Compare your work to the photographers you look up to.

Checking EXIF data (if available) for that shot you think looks super cool is an easy way of telling what settings the photographer used.

Read up on basic photo composition, rule of thirds and you will be taking better pictures sooner than you think (do not use the rule of thirds to limit your work, but more as a guide).

Learn to hold the camera steady and in straight line. Sounds like some pretty basic stuff but most of my shots were “horizontally challenged” for a good while until someone kindly pointed it out to me.

Through trial and error you’ll be able to tell what works and what doesn’t, don’t be afraid to try new stuff out for yourself.

Try not to “over edit” your photos. I did it, and now looking back I hate them all.

Just as you would walk the field as a player to plan your primary and secondary moves, do the same as a photographer from the sidelines. Look at where the action will most likely be in and plan ahead where you need to be and what kind of shots you are trying to create.

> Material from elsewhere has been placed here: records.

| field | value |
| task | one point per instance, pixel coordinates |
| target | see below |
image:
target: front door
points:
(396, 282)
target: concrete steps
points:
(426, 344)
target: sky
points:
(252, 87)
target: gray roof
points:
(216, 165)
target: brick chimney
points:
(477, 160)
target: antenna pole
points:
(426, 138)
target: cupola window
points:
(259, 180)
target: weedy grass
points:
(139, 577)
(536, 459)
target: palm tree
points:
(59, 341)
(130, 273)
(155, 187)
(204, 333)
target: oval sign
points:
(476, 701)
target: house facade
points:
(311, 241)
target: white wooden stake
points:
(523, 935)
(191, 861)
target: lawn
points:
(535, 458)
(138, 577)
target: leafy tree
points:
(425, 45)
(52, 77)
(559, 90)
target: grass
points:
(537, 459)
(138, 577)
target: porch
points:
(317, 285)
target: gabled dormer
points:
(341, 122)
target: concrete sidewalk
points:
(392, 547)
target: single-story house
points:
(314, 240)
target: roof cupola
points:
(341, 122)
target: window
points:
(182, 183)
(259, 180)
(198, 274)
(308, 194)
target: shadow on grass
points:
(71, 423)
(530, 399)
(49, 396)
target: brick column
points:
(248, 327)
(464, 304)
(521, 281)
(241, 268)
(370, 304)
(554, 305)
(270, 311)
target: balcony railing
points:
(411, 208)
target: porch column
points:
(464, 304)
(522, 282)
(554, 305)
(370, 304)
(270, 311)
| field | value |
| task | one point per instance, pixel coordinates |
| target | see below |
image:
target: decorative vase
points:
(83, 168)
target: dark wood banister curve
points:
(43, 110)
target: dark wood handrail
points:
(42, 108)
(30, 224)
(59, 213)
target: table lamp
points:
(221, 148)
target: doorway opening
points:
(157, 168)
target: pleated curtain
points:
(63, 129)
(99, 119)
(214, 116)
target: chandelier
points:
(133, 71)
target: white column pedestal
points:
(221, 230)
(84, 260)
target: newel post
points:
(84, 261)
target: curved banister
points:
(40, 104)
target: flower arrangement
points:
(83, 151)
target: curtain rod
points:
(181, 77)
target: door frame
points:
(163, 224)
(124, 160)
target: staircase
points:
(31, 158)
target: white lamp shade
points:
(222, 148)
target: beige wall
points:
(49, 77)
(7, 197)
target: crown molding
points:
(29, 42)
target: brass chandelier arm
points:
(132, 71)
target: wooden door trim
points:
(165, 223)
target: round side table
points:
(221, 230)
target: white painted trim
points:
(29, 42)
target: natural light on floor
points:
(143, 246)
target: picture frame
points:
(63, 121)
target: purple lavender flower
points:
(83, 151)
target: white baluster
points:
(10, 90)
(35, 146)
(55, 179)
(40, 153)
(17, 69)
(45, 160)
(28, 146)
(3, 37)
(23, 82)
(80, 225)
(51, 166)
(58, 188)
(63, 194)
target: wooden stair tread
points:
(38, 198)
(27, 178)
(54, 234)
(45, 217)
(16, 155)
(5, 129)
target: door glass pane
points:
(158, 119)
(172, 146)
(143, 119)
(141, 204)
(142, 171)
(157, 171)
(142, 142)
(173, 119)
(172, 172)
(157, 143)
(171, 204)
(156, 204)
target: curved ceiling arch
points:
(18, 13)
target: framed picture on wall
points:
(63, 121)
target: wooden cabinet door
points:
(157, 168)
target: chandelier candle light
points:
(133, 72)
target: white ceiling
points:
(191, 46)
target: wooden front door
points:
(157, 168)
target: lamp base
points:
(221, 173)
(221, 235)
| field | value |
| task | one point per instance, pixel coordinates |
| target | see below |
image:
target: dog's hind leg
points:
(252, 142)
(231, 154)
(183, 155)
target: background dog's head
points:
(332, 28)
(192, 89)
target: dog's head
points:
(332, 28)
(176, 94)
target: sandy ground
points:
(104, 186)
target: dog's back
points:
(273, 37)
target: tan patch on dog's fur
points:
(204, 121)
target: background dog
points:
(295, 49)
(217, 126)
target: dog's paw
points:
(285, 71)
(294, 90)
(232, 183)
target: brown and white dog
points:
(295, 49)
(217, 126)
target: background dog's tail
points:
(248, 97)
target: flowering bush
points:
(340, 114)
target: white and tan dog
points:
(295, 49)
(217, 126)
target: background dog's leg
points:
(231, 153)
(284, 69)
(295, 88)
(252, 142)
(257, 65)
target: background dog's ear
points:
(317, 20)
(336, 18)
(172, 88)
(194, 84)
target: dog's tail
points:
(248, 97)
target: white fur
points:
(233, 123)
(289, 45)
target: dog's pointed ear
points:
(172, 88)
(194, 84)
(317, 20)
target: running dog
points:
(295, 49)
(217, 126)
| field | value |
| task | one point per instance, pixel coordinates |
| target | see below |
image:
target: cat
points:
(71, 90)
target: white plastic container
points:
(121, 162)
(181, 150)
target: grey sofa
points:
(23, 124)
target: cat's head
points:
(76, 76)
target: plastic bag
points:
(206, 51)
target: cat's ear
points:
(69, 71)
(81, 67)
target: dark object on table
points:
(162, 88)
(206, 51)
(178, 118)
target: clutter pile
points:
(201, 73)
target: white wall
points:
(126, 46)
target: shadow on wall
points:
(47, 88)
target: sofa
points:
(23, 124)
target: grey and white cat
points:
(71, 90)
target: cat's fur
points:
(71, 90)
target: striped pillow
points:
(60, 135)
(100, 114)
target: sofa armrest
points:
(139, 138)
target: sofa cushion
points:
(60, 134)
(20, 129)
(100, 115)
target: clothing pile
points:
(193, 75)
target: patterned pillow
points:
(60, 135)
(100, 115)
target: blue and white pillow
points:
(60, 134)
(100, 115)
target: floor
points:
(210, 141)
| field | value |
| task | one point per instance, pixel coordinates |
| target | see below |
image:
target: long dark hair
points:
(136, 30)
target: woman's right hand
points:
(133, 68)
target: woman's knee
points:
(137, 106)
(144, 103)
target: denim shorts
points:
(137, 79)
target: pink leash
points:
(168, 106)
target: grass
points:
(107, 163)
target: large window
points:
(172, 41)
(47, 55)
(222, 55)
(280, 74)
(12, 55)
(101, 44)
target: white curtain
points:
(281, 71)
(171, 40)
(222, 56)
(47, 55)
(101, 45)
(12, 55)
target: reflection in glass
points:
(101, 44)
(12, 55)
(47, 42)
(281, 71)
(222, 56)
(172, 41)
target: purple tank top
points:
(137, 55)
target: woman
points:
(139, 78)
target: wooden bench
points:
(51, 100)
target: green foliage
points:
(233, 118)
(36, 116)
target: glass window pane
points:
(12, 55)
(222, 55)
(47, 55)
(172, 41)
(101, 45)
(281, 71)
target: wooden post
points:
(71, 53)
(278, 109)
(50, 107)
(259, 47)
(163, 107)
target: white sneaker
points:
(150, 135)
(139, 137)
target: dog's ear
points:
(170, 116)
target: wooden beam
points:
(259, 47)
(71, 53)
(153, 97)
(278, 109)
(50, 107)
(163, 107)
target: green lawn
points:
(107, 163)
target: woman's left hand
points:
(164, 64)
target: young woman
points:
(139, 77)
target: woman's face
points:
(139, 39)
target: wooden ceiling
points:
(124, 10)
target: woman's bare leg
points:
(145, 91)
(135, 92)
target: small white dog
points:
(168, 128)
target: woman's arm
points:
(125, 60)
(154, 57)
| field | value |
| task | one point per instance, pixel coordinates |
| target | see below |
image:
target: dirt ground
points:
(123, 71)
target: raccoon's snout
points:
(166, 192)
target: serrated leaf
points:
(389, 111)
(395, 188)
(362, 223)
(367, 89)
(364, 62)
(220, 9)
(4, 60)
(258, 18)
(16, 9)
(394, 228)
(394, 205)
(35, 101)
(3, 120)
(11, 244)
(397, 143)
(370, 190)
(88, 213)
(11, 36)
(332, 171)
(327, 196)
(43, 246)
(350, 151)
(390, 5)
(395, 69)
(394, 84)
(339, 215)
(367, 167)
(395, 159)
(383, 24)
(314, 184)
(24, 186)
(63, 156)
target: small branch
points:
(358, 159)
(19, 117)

Try to be creative and not just copy someones style, create your own. Don’t be afraid to think outside of the box.

Read a Scott Kelby book. I find them quite entertaining, yet very effective learning tools.

Moving on to equipment.

Zoom lens. If the sidelines limit your movement you cant get any closer to the player by walking up to him. A 70-200mm zoom for example will give you plenty of area to work with from close range objects to medium, without needing to move your feet at all.

Get a fast lens with the largest, fixed aperture you can afford. Yes these things cost more than what you paid for your camera, but they are worth it when you’re trying to capture the action. Smaller f/number = larger aperture = more light getting in to your camera’s sensor = less noise, faster shutter speeds, better pictures and…higher price tag.

Get a rain cover for your camera and lens. While the cover protects your camera from the elements it will also offer some extra protection against paint, dirt and more paint. It will save up on so much time from having to clean your gear. Think Tank is my favorite brand of rain covers at the moment, a little on the pricey side but totally worth it.

Use a UV filter to keep your lens from scratching, or don’t, it’s your call. UV filters wont help against direct paintball hits at all, I just have one on so I can clean my lens a little easier and without having to me especially careful about scratching the surface. UV filters are quite inexpensive and thus, replaceable.

SocialPB: What differences do you see between American paintball and European?

Jani: I have to base my view of the American side solely on what I have seen on live broadcasts of what the internet has provided me since I have not made it there, yet. It seems like the U.S. Has way more players to start with, more leagues and more feeder series that eventually produce great players out of them. In short the U.S. Has a larger pool of “possibly talented” players to choose from, especially true with younger players. This means it is somewhat easier to get “tougher opponents” to practice against more often to get better faster.

The likely route for Euro teams is to first excel in their domestic paintball series/league, then adapt to the Millennium Series playing style and eventually, possibly try their wings against the best US teams. American teams have the luxury of just bumping up to a higher division as they get better, without having to explore for a new series to compete in.

Instead of having two powerhouse series with great quality teams that the US has (NPPL & PSP), Europeans are limited to just one, the Millennium Series. Smaller European wide series are so scattered or disorganized that they hardly make a difference in the grand scheme of things. The age level of players also seems to be quite a lot higher in Europe and with no high profile feeder series (besides Millennium), it is unlikely that we see young pro teams arising from the Euro side anytime soon.

I think the real focus here should be put on Russian (and surrounding countries) teams, they seem to be taking over Europe by storm.

How did you get involved with

Jani: I simply contacted Gary Baum, sent him some of my work and became one of his contributors.